Costa defende em Bruxelas legado de Passos. Cristas aplaude

Primeiro-ministro diz que seria injusto acusar anterior governo de falta de empenho na consolidação das contas públicas

É caso para dizer que o antigo arco da governação parece estar de regresso à política portuguesa. Com o cenário de sanções a aplicar a Portugal por défice excessivo em cima da mesa, a Comissão Europeia está a aproximar o governo PS do PSD e do CDS. De tal forma que António Costa sentiu-se ontem forçado a defender o executivo de Pedro Passos Coelho e Paulo Portas. E a direita gostou do que ouviu.

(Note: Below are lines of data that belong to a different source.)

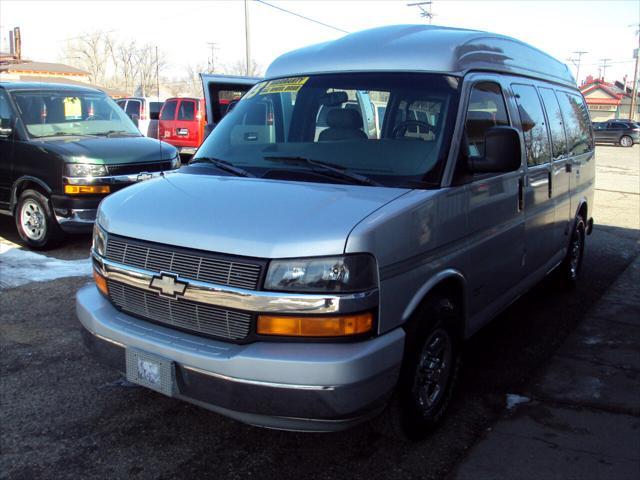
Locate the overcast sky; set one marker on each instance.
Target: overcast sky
(182, 29)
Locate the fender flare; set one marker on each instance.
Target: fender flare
(26, 178)
(430, 284)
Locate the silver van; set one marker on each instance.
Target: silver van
(308, 280)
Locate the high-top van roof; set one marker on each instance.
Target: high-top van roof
(422, 48)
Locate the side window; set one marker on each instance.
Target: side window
(486, 109)
(556, 125)
(5, 108)
(534, 128)
(187, 110)
(169, 110)
(133, 107)
(576, 122)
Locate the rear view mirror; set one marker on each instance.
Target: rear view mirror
(501, 152)
(6, 128)
(333, 99)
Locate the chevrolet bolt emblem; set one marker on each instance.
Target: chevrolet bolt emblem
(168, 285)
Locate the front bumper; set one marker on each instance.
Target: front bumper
(291, 386)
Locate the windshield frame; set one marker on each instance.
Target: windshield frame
(420, 86)
(124, 119)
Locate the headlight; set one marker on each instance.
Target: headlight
(99, 240)
(349, 273)
(85, 170)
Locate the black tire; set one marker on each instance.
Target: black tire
(44, 231)
(571, 267)
(409, 415)
(626, 141)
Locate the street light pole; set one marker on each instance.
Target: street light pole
(634, 91)
(247, 37)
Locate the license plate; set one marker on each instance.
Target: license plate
(151, 371)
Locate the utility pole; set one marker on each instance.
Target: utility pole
(157, 75)
(212, 60)
(634, 92)
(247, 37)
(579, 53)
(425, 9)
(604, 66)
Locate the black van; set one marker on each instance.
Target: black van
(62, 150)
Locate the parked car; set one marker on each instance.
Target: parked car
(309, 281)
(623, 133)
(182, 122)
(62, 150)
(144, 112)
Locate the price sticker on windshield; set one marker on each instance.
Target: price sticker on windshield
(284, 85)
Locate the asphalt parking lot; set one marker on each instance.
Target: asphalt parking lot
(63, 415)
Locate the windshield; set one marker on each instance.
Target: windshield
(56, 113)
(392, 128)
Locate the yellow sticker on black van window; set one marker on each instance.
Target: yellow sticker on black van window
(254, 91)
(284, 85)
(72, 108)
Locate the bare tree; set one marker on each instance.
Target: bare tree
(239, 68)
(90, 52)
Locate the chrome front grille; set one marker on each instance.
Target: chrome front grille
(181, 313)
(220, 271)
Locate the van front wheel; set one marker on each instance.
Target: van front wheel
(429, 371)
(35, 221)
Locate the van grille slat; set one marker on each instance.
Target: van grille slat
(185, 314)
(162, 258)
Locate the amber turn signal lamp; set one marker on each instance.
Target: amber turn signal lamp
(338, 326)
(101, 282)
(86, 189)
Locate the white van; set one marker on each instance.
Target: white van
(308, 271)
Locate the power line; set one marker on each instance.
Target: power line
(301, 16)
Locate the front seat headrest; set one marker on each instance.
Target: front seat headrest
(344, 118)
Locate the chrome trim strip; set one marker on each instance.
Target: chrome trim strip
(259, 382)
(108, 339)
(115, 179)
(247, 300)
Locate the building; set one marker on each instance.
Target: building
(607, 100)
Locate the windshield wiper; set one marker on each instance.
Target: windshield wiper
(116, 132)
(223, 165)
(338, 170)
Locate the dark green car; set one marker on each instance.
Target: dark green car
(62, 150)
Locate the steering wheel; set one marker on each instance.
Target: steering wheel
(402, 127)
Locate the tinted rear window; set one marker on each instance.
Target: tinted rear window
(133, 107)
(154, 109)
(187, 110)
(169, 110)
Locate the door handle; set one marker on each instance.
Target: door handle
(521, 194)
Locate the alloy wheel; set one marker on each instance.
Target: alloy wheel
(33, 220)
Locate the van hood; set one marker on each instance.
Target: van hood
(109, 150)
(242, 216)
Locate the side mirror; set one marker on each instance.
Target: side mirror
(502, 152)
(208, 128)
(6, 129)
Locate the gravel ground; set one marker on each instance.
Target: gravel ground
(63, 415)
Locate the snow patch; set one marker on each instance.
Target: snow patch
(19, 267)
(513, 400)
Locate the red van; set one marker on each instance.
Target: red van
(182, 122)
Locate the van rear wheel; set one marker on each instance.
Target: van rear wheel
(571, 266)
(626, 141)
(35, 221)
(429, 372)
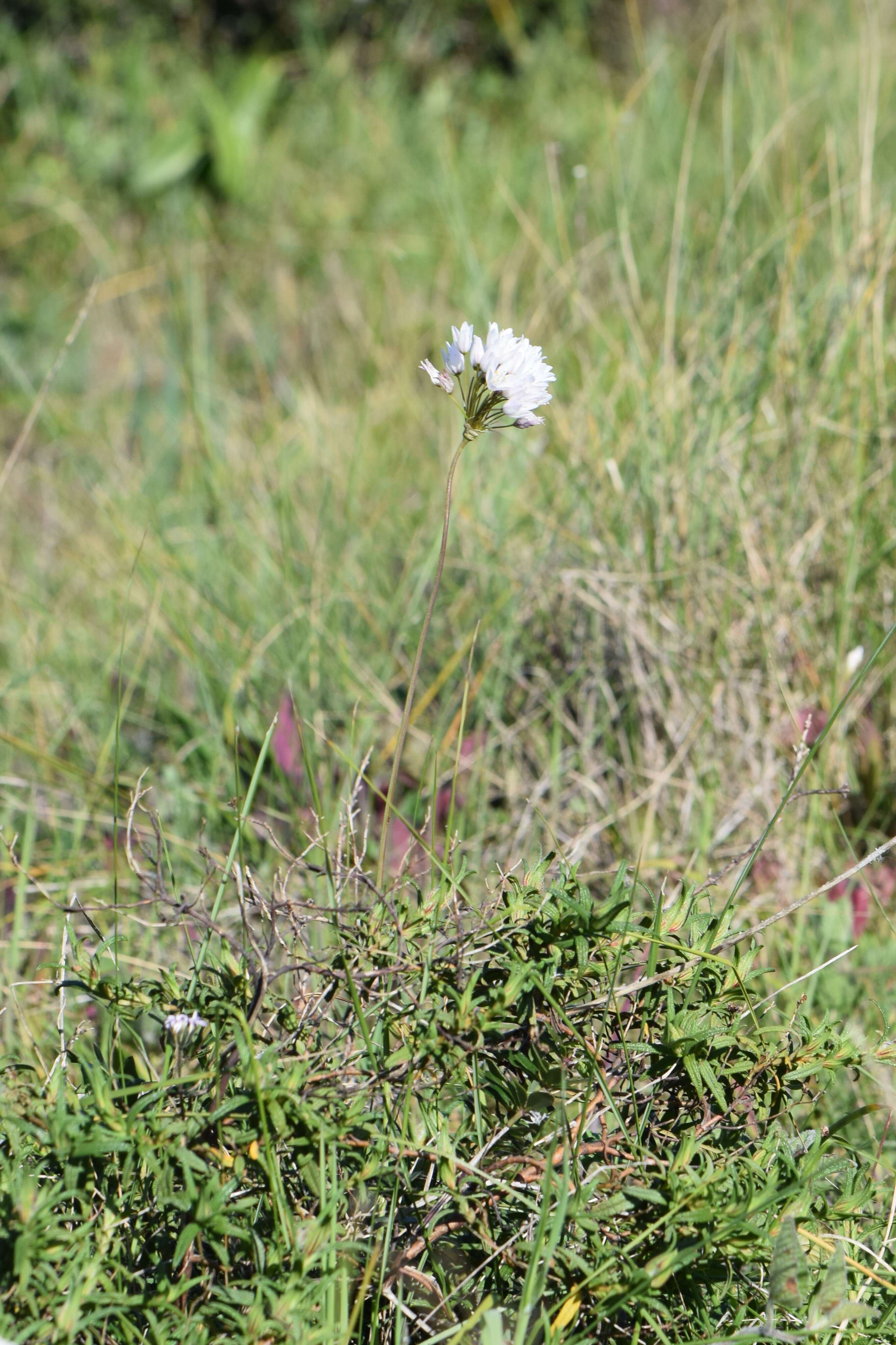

Para o primeiro-ministro, a acusação feita ao anterior governo de falta de empenho na consolidação orçamental é incompreensível. "Até eu, que sou absolutamente insuspeito, me sinto chocado", afirmou ontem Costa, à entrada para a reunião do Conselho Europeu, salientando ainda que esse entendimento "é injusto para o anterior governo e seria completamente disparatado".
Na resposta, Assunção Cristas congratulou-se com o reconhecimento: "É bom que o primeiro-ministro se consciencialize que a bem do país deve defender o resultado do governo anterior. Estas declarações parecem-me um primeiro passo para que se bata por isso. Até agora, não vimos essa afirmação nem esse empenho por parte do governo português", contrapõe a líder do CDS em declarações ao DN.

Mas Cristas eleva a fasquia e observa que não entende como é que o governo "aceitou de forma acrítica que se fale, de repente, em 3,2% de défice", quando o relatório do Eurostat, o gabinete de estatísticas da União Europeia (UE), reconhece que sem os apoios à banca o desequilíbrio nas contas públicas teria sido de 2,8%. "O primeiro-ministro tem as ferramentas ao seu dispor para justificar e exigir, do ponto de vista técnico e político, que o défice do ano passado seja fixado abaixo dos 3%", completa a sucessora de Portas. E adensa a pressão: "Está nas mãos do governo fazer a defesa de 2015."

A verdade, porém, é que o primeiro-ministro parece agora menos confiante de que da reunião de dia 5 do colégio de comissários não venham a sair penalizações ao nosso país e a Espanha. A expressão de confiança numa "decisão razoável" de Bruxelas, que fez parte do seu discurso nas últimas semanas, deu lugar à palavra desilusão. "Infelizmente, a Comissão Europeia já me desiludiu suficientes vezes para eu poder ter a certeza de que não me desilude novamente", respondeu.

"Se isso vier a acontecer, seria um péssimo sinal, significaria que a Comissão Europeia não perceberia o que se está a passar na Europa", salientou o chefe do executivo, que considera que a saída do Reino Unido, a crise dos refugiados e a ameaça terrorista têm de ser as prioridades comunitárias.

"É absolutamente ridículo estarmos a discutir 0,2% da execução orçamental do anterior governo. Para mais num ano em que, mesmo nas piores previsões da Comissão Europeia, é garantido que cumpriremos um défice abaixo dos 3%", prosseguiu Costa.

Indignado com o cenário da aplicação de sanções, Passos defende que o governo não deve ter de mendigar junto de Bruxelas e deu o exemplo de França para reafirmar que seria "incompreensível" e "uma vergonha" punir Portugal: "No dia em que for alvo de sanções, outros terão de ser, a começar pela França. Não vejo razão nos resultados dos últimos anos, mesmo em 2015, para que haja sanções, mesmo que fosse com pena suspensa." O líder do PSD falava à margem da cimeira do Partido Popular Europeu (PPE) em Bruxelas e argumentou que os 4,4% de défice registados no ano transato se deveram ao valor que foi necessário injetar no Banif . "Os investimentos na área financeira e bancária (...) não podem conduzir a penalizações adicionais. Há razões para Portugal não sair neste ano do procedimento por défices excessivos", acrescentou.

Por seu lado, Cristas nota ao DN que já encetou esforços para combater as sanções. Já falou com o presidente da Comissão, Jean-Claude Juncker, com o comissário europeu para o Euro, Valdis Dombrovskis, com o líder do grupo parlamentar do PPE (família política a que pertence o CDS), Manfred Weber, e que trocou impressões sobre o assunto com Angela Merkel. "O trabalho de todos os partidos em Portugal estarem unidos está feito", sintetiza.

Quem também se manifestou contra o castigo foi o primeiro-ministro francês. Numa intervenção na Assembleia Nacional, num debate sobre o brexit (ver páginas 4 a 9), Manuel Valls disse que a UE precisa de "ser cautelosa para não ser vista como puramente punitiva e ultraneoliberal".